Lydia schätzte sie auf Mitte vierzig. Sie war groß und schlank, hatte hellblondes kurzes Haar und trug ein Kleid in Regenbogenfarben, rote Pumps und einen grasgrünen Blazer. Sie blieb vor dem Empfangstresen stehen und sah Lydia und Sophia mit einem strahlenden Lächeln an. »Karina Kronau«, stellte sie sich vor. »Dürfte ich bitte kurz mit Doktor Norden sprechen?«, fragte sie.

»Kommen Sie als Patientin?«, wollte Lydia wissen.

»Nein, heute nicht, vielleicht irgendwann einmal. Heute möchte ich nur kurz mit ihm sprechen«, wiederholte Karina ihr Anliegen.

»Um was geht es denn?«, fragte Lydia erneut.

»Sagte ich das gar nicht? Ich bin aber auch ein Schäfchen, ich sollte mich schon richtig vorstellen. Bitte, meine Karte«, sagte sie und legte eine Visitenkarte in Regenbogenfarben auf den Tresen, die sie als Reporterin für eine Frauenzeitschrift auswies. »Ich möchte Ihren Chef gern interviewen. Unsere Leserinnen lieben diese Geschichten über wahre Helden. Und Doktor Norden hat sich wahrhaft heldenhaft verhalten, als seine Praxis neulich von diesem psychisch kranken Menschen besetzt wurde«, klärte sie Lydia und Sophia über den Grund ihres Besuches auf.

»Unsere Sprechstunde fängt gleich an. Es ist nicht gerade ein guter Zeitpunkt für ein Interview«, wandte Lydia ein.

»Das ist mir klar. Ich bin auch nur hier, weil ich ihn fragen wollte, ob er einem Interview zustimmt. Ich mache so etwas gern persönlich. Zu Hause wollte ich ihn aber nicht einfach so überfallen. Geben Sie mir drei Minuten, dann bin ich auch schon wieder weg. Einverstanden?«, fragte Karina mit einem charmanten Lächeln und sah zuerst Lydia und danach Sophia an.

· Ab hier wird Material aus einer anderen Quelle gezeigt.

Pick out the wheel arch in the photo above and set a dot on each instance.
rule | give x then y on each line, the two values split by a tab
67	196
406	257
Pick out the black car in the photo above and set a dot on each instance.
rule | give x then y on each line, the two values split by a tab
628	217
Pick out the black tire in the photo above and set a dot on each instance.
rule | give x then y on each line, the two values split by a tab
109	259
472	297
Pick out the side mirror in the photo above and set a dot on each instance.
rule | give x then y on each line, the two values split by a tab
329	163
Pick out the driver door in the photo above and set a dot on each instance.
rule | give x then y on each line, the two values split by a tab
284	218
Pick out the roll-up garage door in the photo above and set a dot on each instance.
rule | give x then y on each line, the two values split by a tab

»Warten Sie einen Moment, ich frage Doktor Norden, ob das für ihn in Ordnung ist«, sagte Lydia. Sie wollte das lieber im Sprechzimmer klären, statt am Telefon vorn am Tresen, wo jeder zuhören konnte, der zufällig dort stand.

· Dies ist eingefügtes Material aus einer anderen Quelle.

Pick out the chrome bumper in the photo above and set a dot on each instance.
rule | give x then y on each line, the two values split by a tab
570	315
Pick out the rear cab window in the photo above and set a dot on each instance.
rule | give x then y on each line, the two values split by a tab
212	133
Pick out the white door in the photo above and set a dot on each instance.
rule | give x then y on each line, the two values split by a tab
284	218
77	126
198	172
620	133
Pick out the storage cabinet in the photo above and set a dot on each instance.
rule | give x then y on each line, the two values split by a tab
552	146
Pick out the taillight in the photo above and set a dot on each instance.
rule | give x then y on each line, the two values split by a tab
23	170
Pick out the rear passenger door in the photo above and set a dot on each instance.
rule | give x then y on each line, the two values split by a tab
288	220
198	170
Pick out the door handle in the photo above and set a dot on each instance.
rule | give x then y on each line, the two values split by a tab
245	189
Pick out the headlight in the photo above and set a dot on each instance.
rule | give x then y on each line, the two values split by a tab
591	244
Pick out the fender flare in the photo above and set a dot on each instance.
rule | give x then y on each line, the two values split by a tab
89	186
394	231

»Die Praxis hat ein schönes Ambiente. Ich habe mich gleich beim Hereinkommen wohlgefühlt«, stellte Karina fest, während sie sich in alle Richtungen umschaute.

»Das haben uns schon viele Patienten gesagt«, stimmte Sophia ihrer Einschätzung zu.

»Ich nehme an, Sie arbeiten gern hier.«

»Ja, auf jeden Fall, ich hätte es nicht besser treffen können.«

»Eine Baroness als Arzthelferin ist nicht gerade alltäglich.«

»Sie sind aber nicht wegen mir hier, hoffe ich.« Sophia war klar, dass Karina als Reporterin dieser Frauenzeitschrift auch die von Arnsberg kannte.

»Nein, keine Sorge. Ich bin zwar ebenso wild auf interessante Geschichten wie meine Kolleginnen und Kollegen, aber ich habe einen Ehrenkodex. Ich schreibe nicht über Menschen, die nicht in die Öffentlichkeit wollen.«

»Ich danke Ihnen.«

»Nicht dafür, Schätzchen«, antwortete Karina mitfühlend, so als wüsste sie, wie unangenehm es für Sophia war, an die Familie ihres Vaters erinnert zu werden.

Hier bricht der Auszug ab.